New research has shown that it is possible to hide from an AI video system with the aid of a simple color printout. Researchers from Ku Leuven University, Belgium presented an approach to generate adversarial patches to targets with lots of intra-class variety, namely persons. They showed that the image they designed can hide a whole person from an AI-powered computer-vision system, a person detector. They demonstrated it on a popular open-source object recognition system called YoLo(v2).

The trick could conceivably let crooks hide from security cameras, or offer dissidents a way to dodge government scrutiny. Intruders can sneak around undetected by holding a small cardboard plate in front of their body aimed towards the surveillance camera, according to arxiv.org/abs.


“What our work proves is that it is possible to bypass camera surveillance systems using adversarial patches,” says Wiebe Van Ranst, one of the authors.

Adapting the approach to off-the-shelf video surveillance systems shouldn’t be too hard, says Van Ranst. “At the moment we also need to know which detector is in use.

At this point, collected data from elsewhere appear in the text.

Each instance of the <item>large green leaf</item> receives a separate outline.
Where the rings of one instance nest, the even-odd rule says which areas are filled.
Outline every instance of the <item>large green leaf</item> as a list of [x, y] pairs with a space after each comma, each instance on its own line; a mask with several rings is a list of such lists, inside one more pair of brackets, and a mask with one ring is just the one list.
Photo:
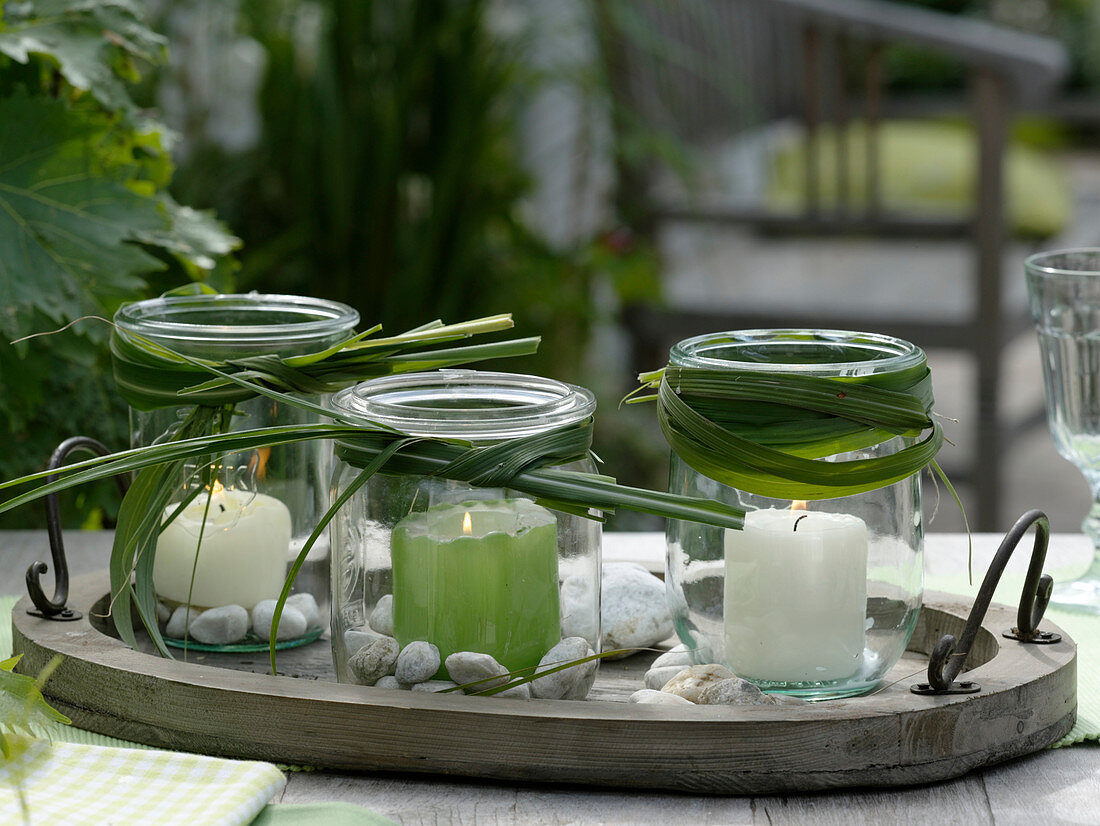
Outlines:
[[127, 184], [136, 167], [96, 154], [106, 119], [62, 101], [0, 100], [0, 332], [18, 336], [37, 308], [55, 321], [103, 313], [164, 265], [126, 243], [167, 232], [166, 213]]
[[[0, 54], [19, 63], [41, 55], [76, 89], [108, 109], [132, 109], [123, 80], [131, 58], [159, 62], [165, 40], [130, 0], [0, 2]], [[0, 156], [2, 157], [2, 156]]]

What we’d like to do in the future is generate a patch that works on multiple detectors at the same time,” he told MIT technologyreview.com.

The technology exploits what’s known as adversarial machine learning. Most computer vision relies on training a (convolutional) neural network to recognize different things by feeding it examples and tweaking its parameters until it classifies objects correctly.

By feeding examples into a trained deep neural net and monitoring the output, it is possible to infer what types of images confuse or fool the system.